Questions about

  • setting environment variables
  • the PATH

are very common here, and in most cases the answers are very similar to each other. In the future it would be nice to have a good Q/A for this.

So the question is: What are environment variables, like the executable PATH, and how can I change and use them on major operating systems?

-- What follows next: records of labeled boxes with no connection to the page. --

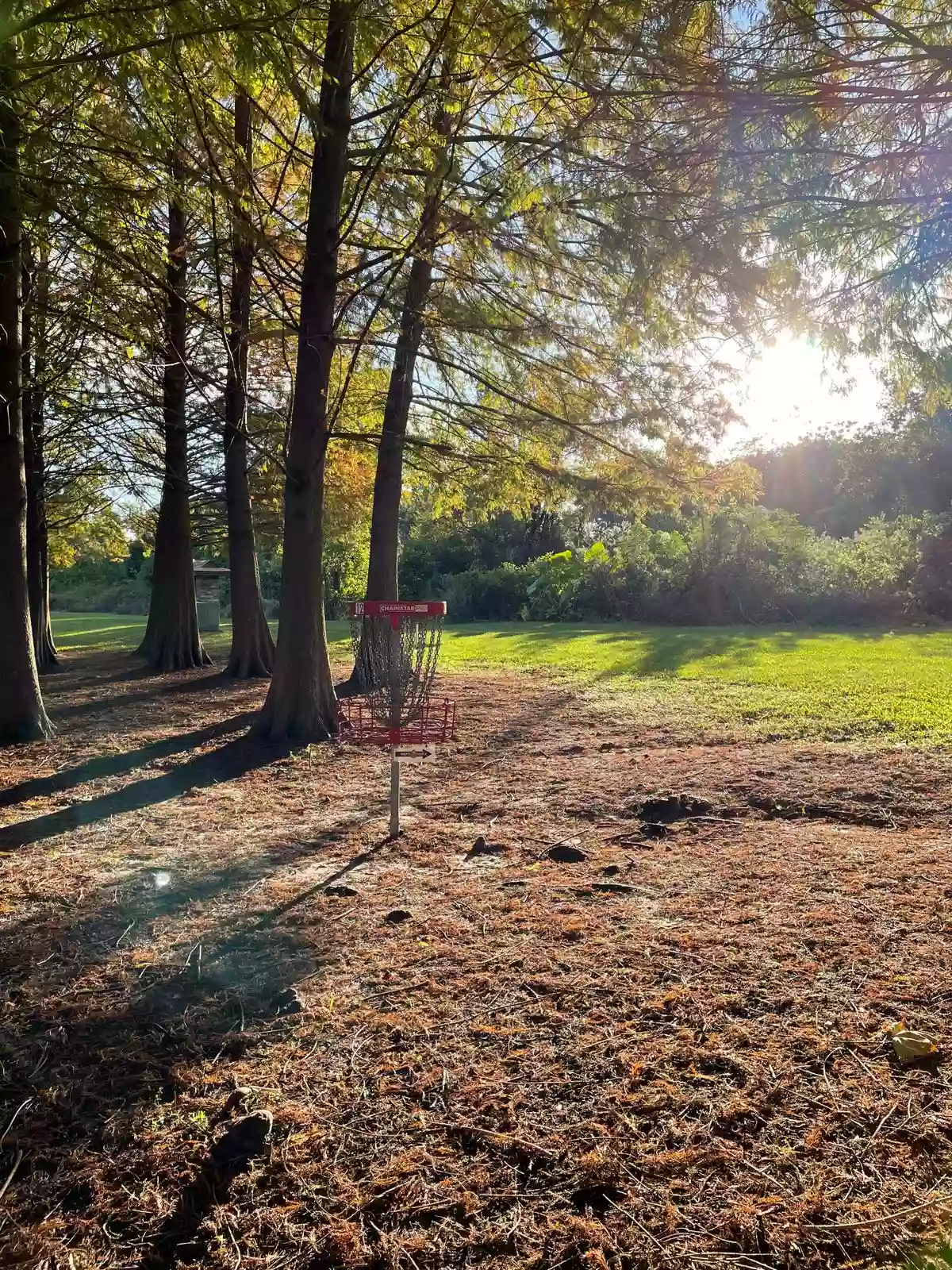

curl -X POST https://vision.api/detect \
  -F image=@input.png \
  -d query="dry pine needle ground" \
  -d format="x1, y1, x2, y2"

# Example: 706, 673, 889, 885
0, 656, 952, 1270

A good answer would include a simple explanation of what environment variables and especially PATH mean to the OS, as well as simple guidelines on how to set and read them accordingly.

  • 2
    Tired of having to do it manually each time I needed to, I wrote some registry entries to add context menu entries for AddToPath and RemoveFromPath to folders, utilizing a free app called pathed.exe . Following is the link to the complete guide: addictivetips.com/windows-tips/… I can now very easily add folders to PATH variable or remove them from it, without having to edit any file or worry about messing up the formatting of the variable. Hope it helps. =) Commented Apr 16, 2012 at 14:48
  • 1
    On Windows there is a shortcut for opening properties of System ie. Control Panel -> System It's WIN key on keyboard + Pause/Break (WIN+Break). This is extremely helpful and speeding up process of setting new environmental variables on Win8 because there you have to click through several windows in modern ui (Yeah. If it's modern then I'll grow a cactus on my palm) which is just annoying. Of course you can create powershell script or use setx command and don't worry any more about it :D
    – termil0r
    Commented Nov 8, 2012 at 16:59
  • In Windows 8, the fastest navigation to changing system and user environment variables is using search. <kbd>Win</kbd>+<kbd>W</kbd> brings up the search for all settings. Search for env and the needed options are listed.
    – Yufan Lou
    Commented Feb 25, 2014 at 0:10
  • I think it's faster and clearer by opening CMD and typing set, or PowerShell and typing Get-Childitem env:.
    – paradroid
    Commented Feb 25, 2014 at 0:17
  • If you're editing the path variable a lot (like when setting up a new system), it might help to have a shortcut to the System Properties dialog on the desktop. To do so, right click on the desktop, select New Shortcut, and enter systempropertiesadvanced.exe. Then you can click on the link to get to the System Properties dialog, then click on Environment Variables to get to the dialog with the path settings. Commented Mar 9, 2015 at 18:12

5 Answers 5


What are Environment Variables?

Environment variables hold values related to the current environment, like the Operating System or user sessions.


One of the most well-known is called PATH on Windows, Linux and Mac OS X. It specifies the directories in which executable programs* are located on the machine that can be started without knowing and typing the whole path to the file on the command line. (Or in Windows, the Run dialog in the Start Menu or Win+R).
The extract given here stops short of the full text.